The Financial Nexus of Industrial Power Quality
UNICEM Cement Ghana Limited stands as one of the power distributor’s most lucrative industrial consumers in the region, contributing roughly GH¢9 million in monthly electricity payments.
Company officials strongly reiterated during the technical engagement that a highly dependable, unfluctuating power supply remains absolutely vital to sustaining their daily cement output, mitigating escalating operational expenses, and supporting Ghana’s booming infrastructure sector.

To ensure an immediate, holistic resolution to these engineering hurdles, the specialized state utility delegation also included the Manager of Network Maintenance, Ing. James Mensah Yevunya, alongside Collins Manu, the Communications Officer for the Ashanti Sub-Transmission Unit.
According to official regional updates, this proactive factory visitation reflects a much broader corporate master plan executed by the utility provider to systematically reinforce existing electrical infrastructure, minimize unplanned industrial downtime, and build healthier long-term corporate relationships with key economic stakeholders.
Industrial manufacturers require immense bulk energy inputs, meaning that any collaborative technical evaluation remains an important milestone toward bridging the gap between grid capacity and consumer demands.
How Power Instability Cripples Industrial Production
When heavy industrial production plants experience erratic power, the immediate consequences extend far beyond simple illumination losses.
Modern cement manufacturing plants rely on highly synchronized, automated assembly lines governed by sensitive Programmable Logic Controllers (PLCs), variable speed drives, and complex supervisory control systems.
Even a momentary voltage sag or transient spike can trigger automated safety shutdowns across the entire facility, causing massive operational delays.
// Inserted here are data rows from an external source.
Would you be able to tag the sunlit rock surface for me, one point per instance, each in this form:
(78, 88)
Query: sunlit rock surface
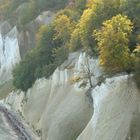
(116, 111)
(61, 110)
(9, 54)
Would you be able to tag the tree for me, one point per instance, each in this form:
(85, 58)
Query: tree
(113, 41)
(83, 32)
(132, 10)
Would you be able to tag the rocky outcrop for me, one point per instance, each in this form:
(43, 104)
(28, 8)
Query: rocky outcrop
(9, 54)
(62, 108)
(116, 111)
(58, 107)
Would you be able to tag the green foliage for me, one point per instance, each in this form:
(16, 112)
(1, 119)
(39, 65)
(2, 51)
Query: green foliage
(41, 61)
(82, 35)
(132, 10)
(113, 41)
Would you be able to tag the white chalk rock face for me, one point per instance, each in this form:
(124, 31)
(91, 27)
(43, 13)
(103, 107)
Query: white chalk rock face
(59, 108)
(116, 111)
(9, 54)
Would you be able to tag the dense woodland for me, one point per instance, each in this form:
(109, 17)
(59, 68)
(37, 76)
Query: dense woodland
(109, 29)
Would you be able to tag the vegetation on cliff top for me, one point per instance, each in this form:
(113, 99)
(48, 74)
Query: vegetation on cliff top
(110, 29)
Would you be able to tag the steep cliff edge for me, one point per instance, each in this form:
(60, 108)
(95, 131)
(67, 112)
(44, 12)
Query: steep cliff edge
(9, 54)
(59, 109)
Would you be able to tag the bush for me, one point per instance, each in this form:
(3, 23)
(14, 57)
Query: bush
(113, 42)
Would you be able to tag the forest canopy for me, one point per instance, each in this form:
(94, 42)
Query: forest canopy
(109, 29)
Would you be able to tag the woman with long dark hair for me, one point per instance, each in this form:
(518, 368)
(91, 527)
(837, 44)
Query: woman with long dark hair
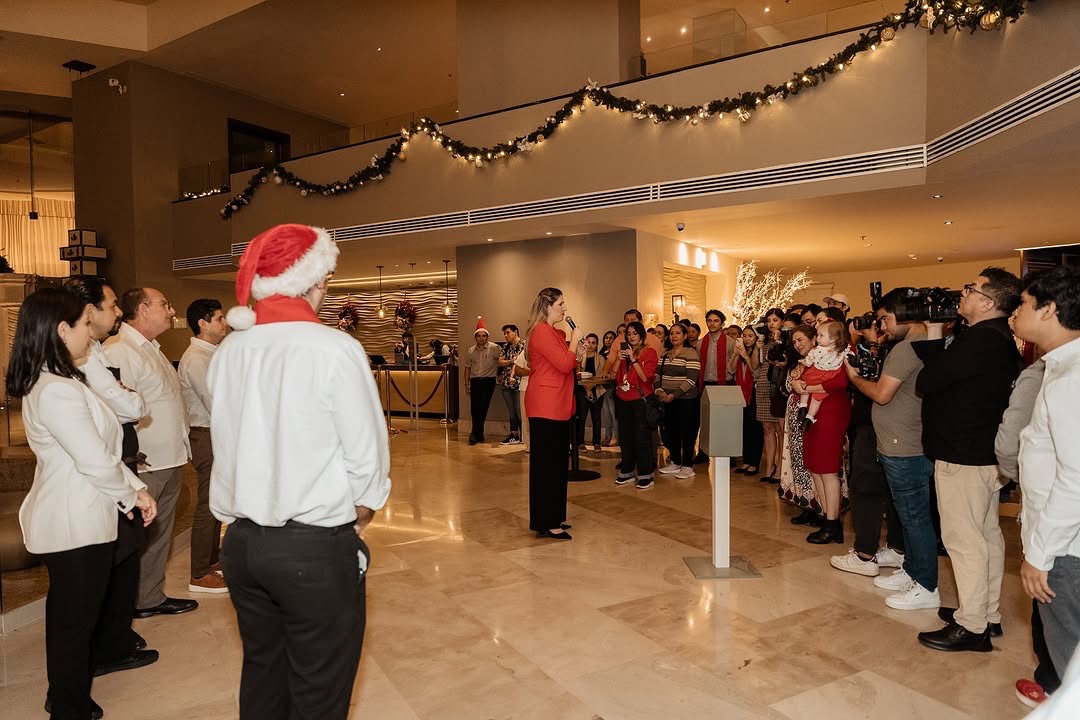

Furthermore, industrial machinery subjected to constant voltage fluctuations suffers from severe thermal stress and accelerated mechanical degradation.
Electric motors running on unstable voltage experience high current imbalances, which leads to overheating, insulation breakdown, and premature component failure.

For a continuous-process manufacturer like a cement plant, an unexpected breakdown of a primary kiln or grinding mill requires days of specialized maintenance, inflating capital expenditure and driving up unexpected operational replacement costs.
Beyond mechanical deterioration, grid instability severely diminishes raw material utilization and product quality control.
In cement production, precise thermal and mechanical processing phases must occur uninterrupted; a sudden loss of optimal power quality can ruin entire batches of chemical mixtures mid-process, turning valuable material into scrap and requiring extensive manual cleanups.
These compounded inefficiencies inevitably reduce a factory’s total annual capacity, compromise supply chain commitments to the local construction industry, and force companies to heavily invest in expensive secondary backup generation infrastructure.